Once the model is running, you can communicate with it through the Open Web UI. However, note that GPU will be limited to 1 tokens/seconds due to lack of acceleration.

The final views

Even the quantized version was difficult to run. Downloading the model L you need a sharp Internet connection, and if the download fails, you have to resume the entire process from the beginning.

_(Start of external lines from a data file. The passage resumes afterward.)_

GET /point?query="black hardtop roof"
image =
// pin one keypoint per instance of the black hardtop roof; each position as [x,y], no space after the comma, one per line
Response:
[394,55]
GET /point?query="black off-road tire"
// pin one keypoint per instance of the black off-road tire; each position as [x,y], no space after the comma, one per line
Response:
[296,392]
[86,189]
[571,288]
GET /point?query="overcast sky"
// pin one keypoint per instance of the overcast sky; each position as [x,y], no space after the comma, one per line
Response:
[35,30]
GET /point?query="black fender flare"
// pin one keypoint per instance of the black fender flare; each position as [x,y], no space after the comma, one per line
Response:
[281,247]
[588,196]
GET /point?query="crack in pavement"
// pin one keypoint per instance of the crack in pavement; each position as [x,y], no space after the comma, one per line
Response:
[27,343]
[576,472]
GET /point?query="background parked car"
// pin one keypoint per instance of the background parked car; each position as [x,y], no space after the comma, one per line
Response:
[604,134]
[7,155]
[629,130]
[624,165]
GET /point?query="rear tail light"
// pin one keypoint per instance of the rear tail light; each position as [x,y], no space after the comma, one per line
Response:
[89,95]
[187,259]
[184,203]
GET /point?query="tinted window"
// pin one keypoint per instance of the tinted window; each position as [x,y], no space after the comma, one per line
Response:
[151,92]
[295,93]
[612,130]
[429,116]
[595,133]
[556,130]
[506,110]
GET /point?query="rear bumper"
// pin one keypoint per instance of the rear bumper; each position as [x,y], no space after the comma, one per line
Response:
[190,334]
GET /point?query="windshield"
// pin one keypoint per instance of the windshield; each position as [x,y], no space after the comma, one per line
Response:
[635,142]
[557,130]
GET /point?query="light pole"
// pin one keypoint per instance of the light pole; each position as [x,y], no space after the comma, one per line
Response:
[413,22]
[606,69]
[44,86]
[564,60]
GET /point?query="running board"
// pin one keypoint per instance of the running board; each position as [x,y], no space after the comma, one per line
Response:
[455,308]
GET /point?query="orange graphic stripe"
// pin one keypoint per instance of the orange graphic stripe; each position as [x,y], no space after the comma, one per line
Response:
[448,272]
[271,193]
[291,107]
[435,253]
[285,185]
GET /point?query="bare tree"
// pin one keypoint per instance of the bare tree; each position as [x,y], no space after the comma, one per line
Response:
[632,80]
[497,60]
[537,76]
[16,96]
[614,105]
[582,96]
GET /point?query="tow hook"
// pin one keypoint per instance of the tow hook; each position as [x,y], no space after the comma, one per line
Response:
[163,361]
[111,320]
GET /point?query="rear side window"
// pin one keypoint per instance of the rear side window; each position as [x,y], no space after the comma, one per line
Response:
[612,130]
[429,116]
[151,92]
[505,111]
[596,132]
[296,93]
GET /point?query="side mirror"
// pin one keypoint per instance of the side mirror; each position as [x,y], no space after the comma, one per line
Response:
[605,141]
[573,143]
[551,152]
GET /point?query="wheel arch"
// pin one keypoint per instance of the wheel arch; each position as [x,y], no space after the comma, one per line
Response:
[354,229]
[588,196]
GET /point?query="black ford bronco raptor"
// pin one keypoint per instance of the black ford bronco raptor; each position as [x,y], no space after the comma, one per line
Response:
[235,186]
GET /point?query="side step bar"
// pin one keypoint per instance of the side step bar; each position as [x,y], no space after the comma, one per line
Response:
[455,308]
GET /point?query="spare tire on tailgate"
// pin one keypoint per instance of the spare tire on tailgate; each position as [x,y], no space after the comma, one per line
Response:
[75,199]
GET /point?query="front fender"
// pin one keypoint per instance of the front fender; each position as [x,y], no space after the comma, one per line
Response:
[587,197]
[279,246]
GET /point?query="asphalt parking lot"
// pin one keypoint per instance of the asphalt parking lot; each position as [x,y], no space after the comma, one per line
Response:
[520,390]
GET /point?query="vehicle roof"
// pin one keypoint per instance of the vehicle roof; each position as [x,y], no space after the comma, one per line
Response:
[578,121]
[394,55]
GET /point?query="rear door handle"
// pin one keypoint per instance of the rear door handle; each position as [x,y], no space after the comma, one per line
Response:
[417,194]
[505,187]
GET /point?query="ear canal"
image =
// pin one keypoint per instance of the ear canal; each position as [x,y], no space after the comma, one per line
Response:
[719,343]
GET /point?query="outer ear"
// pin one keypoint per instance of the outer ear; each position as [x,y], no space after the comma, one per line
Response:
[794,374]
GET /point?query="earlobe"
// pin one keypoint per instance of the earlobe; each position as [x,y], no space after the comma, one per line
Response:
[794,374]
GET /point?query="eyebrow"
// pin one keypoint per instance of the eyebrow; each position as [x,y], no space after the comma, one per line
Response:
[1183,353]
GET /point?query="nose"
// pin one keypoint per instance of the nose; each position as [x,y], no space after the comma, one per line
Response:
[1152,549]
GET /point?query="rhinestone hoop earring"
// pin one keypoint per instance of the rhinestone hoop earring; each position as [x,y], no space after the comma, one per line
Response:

I also faced a lot of problems in trying to run my GPU, as I am getting GGGUF mistakes about low VRAM. Despite trying to make several general reforms for GPU’s mistakes, nothing has worked, so I finally turned everything into CPU. Although he worked, it now takes only 10 minutes to respond to the model, which is far from the ideal.

I am sure there are better solutions, maybe using the Lama CPP, but trust me, just running it all day to run it.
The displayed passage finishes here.